Even a cursory glimpse at the record demonstrates that Murtha's comments were by definition "newsworthy." Here is a highly decorated war hero calling for the end of America's participation in the Iraq war. Has Murtha in the past been highly critical of execution in Iraq? You bet he has. But when he said the war was "unwinnable" if changes weren't made, he actually supported sending MORE troops. For Murtha to call for an end to the war is, in fact, "news," as our society currently uses that word.
Jarvis isn't alone in making the argument for the death of "objectivity" as an idea but since he's a friend, we'll pick on him. In Jarvis-world, with no objective criteria for judging events, how does one argue with the conservative advocate who says Murtha's speech was not news? You can't, because there's no common meaning to the word, "news." It's total relativism, it trivializes everything and ignores the real world, commonly understood.
Advocacy that tries to convince you that the Murtha speech wasn't news is Orwellian, it's dishonest. An advocate who will argue that Murtha is wrong, misguided or even a pant-load is honest. But in Jarvis-world, you can't make distinctions like that because, well, everything is relative. Mostly, the Murtha-isn't-news drumbeat comes from ideologues who, in days of yore, would have been printing pamphlets, distributing fliers or attending demonstrations. It's nothing new and nothing reserved for one viewpoint or another.
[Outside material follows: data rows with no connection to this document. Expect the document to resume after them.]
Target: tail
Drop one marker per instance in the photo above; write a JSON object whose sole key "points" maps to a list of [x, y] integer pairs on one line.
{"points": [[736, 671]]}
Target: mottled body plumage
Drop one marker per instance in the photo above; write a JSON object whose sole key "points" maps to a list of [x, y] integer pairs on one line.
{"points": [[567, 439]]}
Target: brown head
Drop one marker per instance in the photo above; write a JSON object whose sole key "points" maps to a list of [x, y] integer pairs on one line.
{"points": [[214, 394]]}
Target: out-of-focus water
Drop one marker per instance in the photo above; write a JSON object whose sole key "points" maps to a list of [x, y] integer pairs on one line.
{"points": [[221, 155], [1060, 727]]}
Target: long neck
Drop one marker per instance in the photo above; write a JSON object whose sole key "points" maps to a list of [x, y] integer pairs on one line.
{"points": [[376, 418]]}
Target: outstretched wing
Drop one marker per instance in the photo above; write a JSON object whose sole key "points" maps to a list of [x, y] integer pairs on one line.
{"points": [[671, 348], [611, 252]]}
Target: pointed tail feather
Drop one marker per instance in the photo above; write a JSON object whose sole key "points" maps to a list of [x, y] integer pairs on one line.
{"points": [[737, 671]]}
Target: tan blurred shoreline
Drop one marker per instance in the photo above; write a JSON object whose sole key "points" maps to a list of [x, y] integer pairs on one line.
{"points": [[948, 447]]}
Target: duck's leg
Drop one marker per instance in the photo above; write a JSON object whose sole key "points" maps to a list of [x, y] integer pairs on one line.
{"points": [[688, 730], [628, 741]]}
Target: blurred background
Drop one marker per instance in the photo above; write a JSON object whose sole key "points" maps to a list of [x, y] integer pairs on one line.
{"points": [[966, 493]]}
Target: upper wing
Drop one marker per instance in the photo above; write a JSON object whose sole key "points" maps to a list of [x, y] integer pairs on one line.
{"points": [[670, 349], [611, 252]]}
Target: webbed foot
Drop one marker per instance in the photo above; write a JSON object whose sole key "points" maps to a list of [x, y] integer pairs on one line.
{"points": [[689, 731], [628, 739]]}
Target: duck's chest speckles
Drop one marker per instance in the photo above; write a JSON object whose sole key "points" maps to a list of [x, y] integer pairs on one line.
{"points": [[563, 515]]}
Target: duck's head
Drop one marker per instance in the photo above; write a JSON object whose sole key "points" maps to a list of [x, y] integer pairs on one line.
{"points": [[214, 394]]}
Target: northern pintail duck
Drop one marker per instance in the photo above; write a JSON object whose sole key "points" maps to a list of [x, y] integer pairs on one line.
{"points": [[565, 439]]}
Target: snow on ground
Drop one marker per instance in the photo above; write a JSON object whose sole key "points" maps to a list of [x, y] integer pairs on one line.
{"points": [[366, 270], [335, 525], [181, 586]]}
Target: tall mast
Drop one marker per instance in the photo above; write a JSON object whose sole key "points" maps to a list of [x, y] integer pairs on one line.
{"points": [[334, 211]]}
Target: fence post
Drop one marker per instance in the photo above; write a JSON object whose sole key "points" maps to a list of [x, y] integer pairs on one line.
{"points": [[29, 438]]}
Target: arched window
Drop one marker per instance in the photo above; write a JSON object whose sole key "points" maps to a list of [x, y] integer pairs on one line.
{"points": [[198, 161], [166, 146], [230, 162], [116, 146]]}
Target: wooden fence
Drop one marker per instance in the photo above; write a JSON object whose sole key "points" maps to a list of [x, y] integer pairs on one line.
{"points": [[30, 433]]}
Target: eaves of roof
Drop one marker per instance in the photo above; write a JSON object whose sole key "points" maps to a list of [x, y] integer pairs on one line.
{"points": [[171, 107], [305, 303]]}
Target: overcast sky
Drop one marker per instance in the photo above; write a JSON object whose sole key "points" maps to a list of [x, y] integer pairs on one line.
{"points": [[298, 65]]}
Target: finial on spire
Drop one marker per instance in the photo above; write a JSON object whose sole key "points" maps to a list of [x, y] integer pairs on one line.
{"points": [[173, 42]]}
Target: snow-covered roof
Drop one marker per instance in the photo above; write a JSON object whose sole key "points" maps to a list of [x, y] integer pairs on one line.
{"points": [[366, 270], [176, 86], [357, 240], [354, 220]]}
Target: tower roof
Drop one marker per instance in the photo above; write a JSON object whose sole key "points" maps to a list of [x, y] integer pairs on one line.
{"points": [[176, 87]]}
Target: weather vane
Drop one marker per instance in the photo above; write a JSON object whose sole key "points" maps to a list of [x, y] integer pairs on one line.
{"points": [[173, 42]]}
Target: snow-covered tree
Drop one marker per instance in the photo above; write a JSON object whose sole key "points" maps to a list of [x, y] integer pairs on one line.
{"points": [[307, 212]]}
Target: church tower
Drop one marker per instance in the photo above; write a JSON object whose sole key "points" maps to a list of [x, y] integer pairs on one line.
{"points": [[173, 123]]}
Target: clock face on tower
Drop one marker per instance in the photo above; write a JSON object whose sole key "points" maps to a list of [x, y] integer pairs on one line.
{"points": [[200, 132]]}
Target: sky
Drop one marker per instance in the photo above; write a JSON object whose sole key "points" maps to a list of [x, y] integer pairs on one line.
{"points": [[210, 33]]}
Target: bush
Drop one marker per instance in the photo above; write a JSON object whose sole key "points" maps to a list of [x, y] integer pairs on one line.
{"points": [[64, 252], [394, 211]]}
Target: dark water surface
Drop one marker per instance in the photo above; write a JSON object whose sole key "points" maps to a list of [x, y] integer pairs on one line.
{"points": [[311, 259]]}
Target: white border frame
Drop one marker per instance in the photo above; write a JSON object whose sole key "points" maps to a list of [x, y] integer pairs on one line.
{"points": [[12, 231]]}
Following the path that Jarvis and others in this age of instant communication and blog-frenzies however, leads us potentially into a Bizarro-world where up is down and down is up, depending on one's "worldview." The real results might find the "news" sounding something like this:
"Good evening, welcome to ---. Tonight, a courageous and unassailable leader put the final nail in the coffin for President Bush and his illegal and immoral war in Iraq. Congressman Murtha bravely did what all Americans desperately want and that is call for the immediate withdrawal of U.S. troops from Iraq. We start tonight with the joyous celebrations in the streets of America."And, like this from another outlet:
"As we close our broadcast tonight, a word about a story you might have heard of elsewhere today. Old, clueless and clearly demented, Congressman John Murtha today shocked the nation by symbolically linking arms with the small and traitorous minority of the public against the war by calling for – amazingly – the immediate withdrawal of our troops from Iraq. But the move has apparently backfired on Murtha as even the terrorists he seeks to help are disheartened by the rejection of such lunacy by the American people."A stretch? Perhaps. But there seems to be a great rush to jump aboard a movement that could very well lead us in this very direction. As we seek to destroy the model of "objectivity," we'd best be thinking just what to replace it with.